Claire Mesnier, DRH d’Alpine : « Je suis présente sur une dizaine de grands prix de F1 tout au long de la saison »

Michel Holtz

REPORTAGE – Sa mission ? Féminiser les recrutements dans le secteur le plus masculin qui soit : l’automobile en général et la Formule 1 en particulier. Mais ce n’est pas l’unique objectif de la directrice des ressources humaines d'Alpine, la filiale du groupe Renault aux 1800 collaborateurs. Claire Mesnier doit, en outre, recruter pour atteindre les objectifs fixés : être champion du monde en 2026. La F1, cet univers tant convoité ou beaucoup rêvent de travailler ? Pas si simple. A trois jours du grand prix de Formule 1 de Spa Francorchamps en Belgique, retour sur une précédente compétition où nous l’avIons rencontrée dans les paddocks.

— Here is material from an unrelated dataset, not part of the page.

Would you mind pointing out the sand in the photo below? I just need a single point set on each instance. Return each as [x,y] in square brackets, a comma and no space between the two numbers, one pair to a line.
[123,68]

Claire Mesnier, DRH d'Alpine, recrute aussi sur les grands prix de F1. Sur la photo, au grand prix de France, au Castellet, le 24 juillet dernier. Photo Michel Holtz ©Cadremploi

Claire Mesnier, DRH d’Alpine : « Je suis présente sur une dizaine de grands prix de F1 tout au long de la saison »
Claire Mesnier, DRH d'Alpine, recrute aussi sur les grands prix de F1. Sur la photo, au grand prix de France, au Castellet, le 24 juillet dernier. Photo Michel Holtz ©Cadremploi

[REPORTAGE] Les gradins et la piste sont vides, mais le paddock* s’agite. Ce jeudi matin, dans la perspective du Grand Prix de France qui se déroule au Castellet, sur le circuit Paul Ricard, les ingénieurs courent d’un moteur à un châssis et le staff des différentes écuries file d’une réunion à l’autre.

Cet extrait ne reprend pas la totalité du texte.